API Dimensions That Ground the Conversation

I am perpetually working on what I consider to be the essential API dimensions that ground how we talk about APIs. While having a common definition of the API lifecycle, as well as a clear list of roles and stakeholders involved across the API lifecycle is essential–these dimensions or focused on how we “see” and invest specifically in our APIs. In my experience, there are many ways we talk past each other and introduce friction into our discussions about how to do APIs well. While there are other dimensions not reflected here, these reflect on the areas I find myself talking with enterprises about the most, and that I am getting more opinionated on to help ground my conversations.

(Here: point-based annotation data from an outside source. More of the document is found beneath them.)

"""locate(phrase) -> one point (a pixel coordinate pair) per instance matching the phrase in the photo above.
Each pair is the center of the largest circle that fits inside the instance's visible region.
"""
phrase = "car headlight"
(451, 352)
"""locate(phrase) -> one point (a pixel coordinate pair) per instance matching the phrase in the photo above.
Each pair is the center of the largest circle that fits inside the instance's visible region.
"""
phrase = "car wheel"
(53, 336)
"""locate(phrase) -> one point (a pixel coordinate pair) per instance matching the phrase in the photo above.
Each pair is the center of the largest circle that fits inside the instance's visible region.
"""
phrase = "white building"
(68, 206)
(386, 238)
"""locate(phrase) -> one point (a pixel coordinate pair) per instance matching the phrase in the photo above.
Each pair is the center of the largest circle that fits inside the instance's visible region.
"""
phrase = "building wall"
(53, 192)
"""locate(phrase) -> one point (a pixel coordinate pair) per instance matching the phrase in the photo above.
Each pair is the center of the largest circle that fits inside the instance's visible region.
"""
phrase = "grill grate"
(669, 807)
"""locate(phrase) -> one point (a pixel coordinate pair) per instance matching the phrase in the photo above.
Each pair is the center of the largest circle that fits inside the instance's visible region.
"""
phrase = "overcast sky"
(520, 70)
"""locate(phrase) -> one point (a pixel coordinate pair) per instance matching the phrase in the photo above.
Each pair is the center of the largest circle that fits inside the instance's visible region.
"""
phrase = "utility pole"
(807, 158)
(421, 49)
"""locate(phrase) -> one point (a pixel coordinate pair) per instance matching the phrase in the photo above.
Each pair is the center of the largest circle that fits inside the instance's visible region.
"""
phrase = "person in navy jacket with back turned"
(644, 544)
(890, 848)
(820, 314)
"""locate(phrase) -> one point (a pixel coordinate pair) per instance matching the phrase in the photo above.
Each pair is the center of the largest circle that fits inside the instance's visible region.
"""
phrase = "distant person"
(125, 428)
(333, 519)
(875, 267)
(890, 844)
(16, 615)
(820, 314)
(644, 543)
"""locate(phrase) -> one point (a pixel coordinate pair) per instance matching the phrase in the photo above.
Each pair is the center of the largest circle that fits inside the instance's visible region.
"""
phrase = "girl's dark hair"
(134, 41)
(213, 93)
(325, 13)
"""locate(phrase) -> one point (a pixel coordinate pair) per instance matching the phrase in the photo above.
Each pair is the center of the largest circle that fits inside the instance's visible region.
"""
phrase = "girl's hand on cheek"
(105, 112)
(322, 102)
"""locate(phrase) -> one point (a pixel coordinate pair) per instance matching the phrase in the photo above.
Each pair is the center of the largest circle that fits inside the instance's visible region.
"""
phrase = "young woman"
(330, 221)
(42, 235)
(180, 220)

  • Presence - New or Existing
  • Approach - Design-Led, Prototype-Led, Code-Led, or Proxy-Led
  • Motion - Sustainment or Evolution
  • Pattern - REST, GraphQL, SOAP, gRPC, or Websockets
  • Contract - OpenAPI or AsyncAPI
  • Schema - JSON Schema or Protocol Buffers
  • Availability - Cloud or On-Premise
  • Access - Private, Partner, or Public
  • Maturity - Alpha, Beta, Release Candidate, or Stable

Once you answer these questions about an API, the lifecycle, governance, and communication as well as collaboration with teams become a lot more coherent. These dimensions inform the lifecycle, shape governance, and define the relationship between API producer and consumer. Grounding API discussions across these dimensions would reduce friction and frustration across operations significantly. Next, I am looking to speak about these dimensions in business terms as opposed to the very technical lens they are presented in currently.